Martina incrocia la storia di Angelito l’8 luglio 2015. Mentre cerca informazioni per la sua tesi di laurea sul sito del quotidiano nicaraguense El Nuovo Diario, due immagini sullo schermo attirano la sua attenzione. Nella prima, un bambino sorridente con una maglietta rossa e il disegno di un cartone animato stampato sulla pancia. Nella seconda, lo stesso bambino sdraiato a terra, stretto tra le braccia di un uomo in lacrime.
Martina apre l’articolo e scopre che il fanciullo in questione si chiamava Ángel Escalante Pérez, aveva 12 anni, sognava di diventare architetto ed era stato scaraventato giù dal ponte Belice, il più alto di tutto il Guatemala, da sei coetanei. La sua colpa era quella di essersi rifiutato di sparare a un autista che i ragazzini, affiliati a una banda di strada, volevano costringerlo ad uccidere come rito d’iniziazione per reclutarlo a forza tra le loro fila.
Per giorni l’autrice spera che i media occidentali raccontino la storia di Angelito, contribuendo con penne e microfoni a spezzare la logica del mata o mueres.
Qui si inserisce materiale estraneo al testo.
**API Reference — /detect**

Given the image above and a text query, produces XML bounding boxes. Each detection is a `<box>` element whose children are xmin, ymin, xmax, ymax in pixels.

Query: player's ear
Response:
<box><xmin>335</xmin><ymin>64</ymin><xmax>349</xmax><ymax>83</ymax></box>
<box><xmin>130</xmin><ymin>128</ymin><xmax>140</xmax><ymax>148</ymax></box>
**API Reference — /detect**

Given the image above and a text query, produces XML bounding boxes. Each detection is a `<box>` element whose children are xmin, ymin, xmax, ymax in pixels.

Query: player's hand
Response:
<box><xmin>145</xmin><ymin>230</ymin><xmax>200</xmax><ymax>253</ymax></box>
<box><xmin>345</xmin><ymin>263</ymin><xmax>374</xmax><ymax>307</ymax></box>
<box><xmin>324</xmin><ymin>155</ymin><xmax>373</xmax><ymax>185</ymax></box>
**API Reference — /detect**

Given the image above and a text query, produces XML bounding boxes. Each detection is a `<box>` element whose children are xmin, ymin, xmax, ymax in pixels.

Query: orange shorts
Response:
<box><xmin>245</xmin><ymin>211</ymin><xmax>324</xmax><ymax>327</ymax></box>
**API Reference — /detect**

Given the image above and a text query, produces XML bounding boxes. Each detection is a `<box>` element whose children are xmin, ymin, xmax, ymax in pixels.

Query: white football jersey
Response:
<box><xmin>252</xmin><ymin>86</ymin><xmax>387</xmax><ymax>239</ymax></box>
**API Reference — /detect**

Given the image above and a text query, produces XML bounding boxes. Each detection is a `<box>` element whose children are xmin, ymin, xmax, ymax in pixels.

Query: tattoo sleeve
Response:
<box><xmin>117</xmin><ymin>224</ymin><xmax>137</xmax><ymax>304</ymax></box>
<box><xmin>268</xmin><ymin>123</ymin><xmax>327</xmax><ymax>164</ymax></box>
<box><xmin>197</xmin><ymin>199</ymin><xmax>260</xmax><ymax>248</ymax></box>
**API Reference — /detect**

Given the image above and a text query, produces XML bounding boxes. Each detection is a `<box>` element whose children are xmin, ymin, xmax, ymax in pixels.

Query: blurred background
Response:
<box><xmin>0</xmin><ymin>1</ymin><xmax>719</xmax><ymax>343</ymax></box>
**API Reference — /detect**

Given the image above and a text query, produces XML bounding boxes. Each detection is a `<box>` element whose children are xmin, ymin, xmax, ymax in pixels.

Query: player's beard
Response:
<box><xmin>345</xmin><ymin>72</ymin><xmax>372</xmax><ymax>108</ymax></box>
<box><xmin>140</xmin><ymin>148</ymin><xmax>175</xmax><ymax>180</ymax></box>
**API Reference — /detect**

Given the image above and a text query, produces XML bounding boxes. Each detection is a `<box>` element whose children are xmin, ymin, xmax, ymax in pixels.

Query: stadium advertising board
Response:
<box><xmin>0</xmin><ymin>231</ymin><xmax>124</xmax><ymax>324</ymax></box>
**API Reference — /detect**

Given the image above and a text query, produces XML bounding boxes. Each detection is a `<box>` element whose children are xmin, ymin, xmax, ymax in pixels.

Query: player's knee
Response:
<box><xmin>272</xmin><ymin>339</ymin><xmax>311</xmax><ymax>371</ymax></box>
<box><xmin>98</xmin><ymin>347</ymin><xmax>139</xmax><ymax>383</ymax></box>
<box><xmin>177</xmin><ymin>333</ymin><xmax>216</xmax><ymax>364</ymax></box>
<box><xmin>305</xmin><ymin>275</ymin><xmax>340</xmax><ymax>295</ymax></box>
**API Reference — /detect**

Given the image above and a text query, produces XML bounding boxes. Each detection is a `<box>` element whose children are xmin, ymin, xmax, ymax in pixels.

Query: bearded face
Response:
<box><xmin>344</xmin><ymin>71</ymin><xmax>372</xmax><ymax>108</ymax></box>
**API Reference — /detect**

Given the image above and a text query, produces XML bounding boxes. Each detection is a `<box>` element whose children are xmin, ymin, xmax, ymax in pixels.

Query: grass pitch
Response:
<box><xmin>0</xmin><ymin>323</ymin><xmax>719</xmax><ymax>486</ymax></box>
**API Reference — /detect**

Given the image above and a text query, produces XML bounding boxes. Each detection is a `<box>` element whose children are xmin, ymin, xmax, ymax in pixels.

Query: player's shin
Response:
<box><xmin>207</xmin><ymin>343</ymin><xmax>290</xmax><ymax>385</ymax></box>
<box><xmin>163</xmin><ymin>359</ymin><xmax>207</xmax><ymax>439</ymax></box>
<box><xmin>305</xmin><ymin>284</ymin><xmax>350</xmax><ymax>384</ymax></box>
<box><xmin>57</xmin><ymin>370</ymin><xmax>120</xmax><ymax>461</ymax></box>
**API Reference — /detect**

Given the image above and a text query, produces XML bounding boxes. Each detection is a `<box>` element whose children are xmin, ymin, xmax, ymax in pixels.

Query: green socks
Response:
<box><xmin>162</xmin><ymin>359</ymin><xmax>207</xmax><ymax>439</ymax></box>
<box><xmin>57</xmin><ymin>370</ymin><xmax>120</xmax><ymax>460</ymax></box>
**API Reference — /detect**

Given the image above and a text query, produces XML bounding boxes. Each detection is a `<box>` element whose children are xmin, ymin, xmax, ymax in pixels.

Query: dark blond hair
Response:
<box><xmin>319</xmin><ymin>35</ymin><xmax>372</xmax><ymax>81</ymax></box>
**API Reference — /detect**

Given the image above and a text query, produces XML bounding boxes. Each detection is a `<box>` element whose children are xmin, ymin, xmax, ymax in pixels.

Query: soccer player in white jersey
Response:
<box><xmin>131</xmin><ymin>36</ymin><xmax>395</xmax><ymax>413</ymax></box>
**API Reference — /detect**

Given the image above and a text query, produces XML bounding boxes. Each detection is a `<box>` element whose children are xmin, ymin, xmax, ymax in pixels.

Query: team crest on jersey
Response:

Purtroppo, però, niente.
Martina non ci sta, si arrabbia e comincia a raccontare la storia di Angelito alle persone che ama. Un modo di rendergli giustizia inizialmente confuso, ma che presto si struttura fino al punto da intraprendere una vera e propria indagine per mettersi in contatto con la famiglia. Cercando informazioni sugli Escalante, la scrittrice scopre che a Città del Guatemala un bambino su due aveva paura di andare a scuola, perché proprio lì era più alto il rischio che venisse notato dai mareros e costretto ad arruolarsi tra i loro ranghi.
A febbraio 2017 Martina riesce a contattare Luis, il padre di Angelito. Al telefono, Luis le confida che il tragico lutto che aveva colpito la sua famiglia non aveva niente di speciale, perché in Guatemala casi simili sono la norma. Aggiunge poi che il suo bambino l’avevano ucciso due volte: la prima buttandolo dal ponte, la seconda non iscrivendo nessuno nel registro degli indagati. Andava impedito che lo uccidessero una terza volta, con l’indifferenza e l’oblio. Da quel momento, Martina si mette #InViaggioconAngelito.
Arrivare in Guatemala con contatti sicuri non è semplice, ma ad agosto 2017 la scrittrice riesce finalmente a conoscere di persona Luis Escalante. L’incontro avviene nell’unico luogo dal quale i mareros si sarebbero tenuti alla larga: una biblioteca. Qui Martina incontra un uomo costretto dalla vita a rinunciare alla giustizia per suo figlio, ma che mai avrebbe potuto rinunciare – ultimo desiderio rimastogli – alla speranza che ad altri bambini, ad altri Angelitos, venisse evitata una simile sorte.
Una storia vera, cruda, ma che nella sua durezza lascia qualche traccia di speranza. La violenza va combattuta con la testimonianza e con la cultura.